Yani adam, 'En iyi zeytinyağı sabaha karşı anadan doğma, çırılçıplak toplayacağınız zeytinden elde edilendir!' dese de olurdu. Yeter ki o gazetede bu kasabayı yazsın, zeytinyağını yazsın...
E, bir de kendini davet eden odanın, bir kaç yk. üyesi ve zarif eşini yazdı mı 'para helaldi' zaten.
Bu bir garip, mazoşistçe duygu!..
Böyle hüdayı nabit kendi kendine uzman insanların cebine 'hem para koyup' ,hem 'yalan dolan hikayelerini' dinleyip, hem size işinizi öğretmelerine (hatta hayatı) sağlayacaklarını ümit ettiğiniz küçücük bir fayda için sabretmek, alttan almak vs.
Yaptığı 'Nerede ne yiyelim?' programını seyrederken alt çenesine akan yağlar, ağzında yemek varken konuşan ve sizi görüntüsü ile yemek yemekten ikrah ettiren bir tombik öğretti bize, 'en iyi yağ,ay ışığı vs .'
Bu  arada Ali Güreli Bey yazısına iki de fotoğraf eklemiş ve şu satırları yazmış:
'İyi yağ önemli, ilk fotoğraf Küçük Emrah iyi yağ yerken, diğeri Küçük Emrah'ın ucuz diye karışık yağ yedikten sonraki hali!...'

Anımsatmakta yarar var

Bu arada ben de bir anımsatma yapayım...
Yazarlarımızdan Gülseren E. Yeniçay büyüğümüz bir ara Ayvalık'ta düzenlenen 'Zeytin Hasadı' şenliklerini anlatmış ve anlı şanlı yazarlardan alıntı yaparak okuyucularımızla paylaşmıştı...
Bölge insanı Ali Güreli beyin belirttiği gibi, hemen herkesin sadece ve sadece Türkiye çapındaki büyük firmaların sahiplerinin evlerinde verdikleri davetleri, yediklerini içtiklerini anlattıklarını ve ne zeytin üreticisinin ne de Ayvalık halkının sorunlarından bir cümle ile bile söz etmediklerini örnekleriyle dillendirmişti.

DİP EKSPRES

Milyonlarca çalışan BES'lenecek!

Milyonlarca çalışanın Otomatik Katılım Sistemi'yle dahil olduğu BES, 2019 yılında yeni bir boyut kazanıyor. 1 Ocak 2019 itibarıyla 5-9 çalışana sahip 283 bin şirket BES'e dahil oluyor.

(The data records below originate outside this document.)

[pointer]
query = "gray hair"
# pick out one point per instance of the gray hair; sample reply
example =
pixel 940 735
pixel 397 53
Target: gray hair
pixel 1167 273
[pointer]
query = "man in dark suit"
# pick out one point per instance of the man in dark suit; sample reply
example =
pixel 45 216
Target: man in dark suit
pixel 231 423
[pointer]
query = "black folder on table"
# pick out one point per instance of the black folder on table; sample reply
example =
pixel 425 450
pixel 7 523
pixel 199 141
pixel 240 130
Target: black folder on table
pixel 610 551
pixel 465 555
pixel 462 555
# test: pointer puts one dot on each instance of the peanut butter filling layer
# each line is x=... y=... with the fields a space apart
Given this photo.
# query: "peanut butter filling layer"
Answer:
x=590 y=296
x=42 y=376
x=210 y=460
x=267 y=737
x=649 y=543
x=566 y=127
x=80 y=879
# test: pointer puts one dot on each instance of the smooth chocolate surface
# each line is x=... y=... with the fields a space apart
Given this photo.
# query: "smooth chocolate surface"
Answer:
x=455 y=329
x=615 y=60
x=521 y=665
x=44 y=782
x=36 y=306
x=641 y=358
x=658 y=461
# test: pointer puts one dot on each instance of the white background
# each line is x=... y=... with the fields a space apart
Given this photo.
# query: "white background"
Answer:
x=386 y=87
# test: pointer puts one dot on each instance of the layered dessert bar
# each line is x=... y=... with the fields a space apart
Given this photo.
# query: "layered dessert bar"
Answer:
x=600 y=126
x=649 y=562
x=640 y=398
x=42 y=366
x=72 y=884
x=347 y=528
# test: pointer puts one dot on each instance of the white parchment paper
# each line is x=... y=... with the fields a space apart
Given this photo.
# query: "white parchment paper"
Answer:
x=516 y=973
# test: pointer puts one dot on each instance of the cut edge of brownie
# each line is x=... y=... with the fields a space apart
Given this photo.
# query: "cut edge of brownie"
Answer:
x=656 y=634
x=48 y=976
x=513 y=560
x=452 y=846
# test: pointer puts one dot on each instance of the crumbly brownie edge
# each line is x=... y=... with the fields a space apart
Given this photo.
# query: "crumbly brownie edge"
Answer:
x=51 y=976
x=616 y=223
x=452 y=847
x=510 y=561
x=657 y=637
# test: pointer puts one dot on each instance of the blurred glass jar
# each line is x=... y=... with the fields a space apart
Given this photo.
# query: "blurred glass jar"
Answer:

Nisan 2019'da ise 2017 yılında BES'ten ayrılan milyonlarca çalışan tekrar sisteme katılıyor. Çalışan sayısından bağımsız tüm şirketlerin BES'e otomatik katılım süreçlerini kolaylaştıran firmalar da bulunuyor. Otomatik Katılım Sistemi, çalışan sayısına göre kademeli olarak hayata geçirilmiş olacak. Buna ek olarak, mevzuat gereği BES'ten ayrılan çalışanlar 2 yılda bir yeniden otomatik olarak sisteme dahil edildiğinden, 2017'de sistemden ayrılan yaklaşık 7,7 milyon sigortalı çalışan, 2019 yılı Nisan ayında yeniden otomatik BES'e dahil olacak.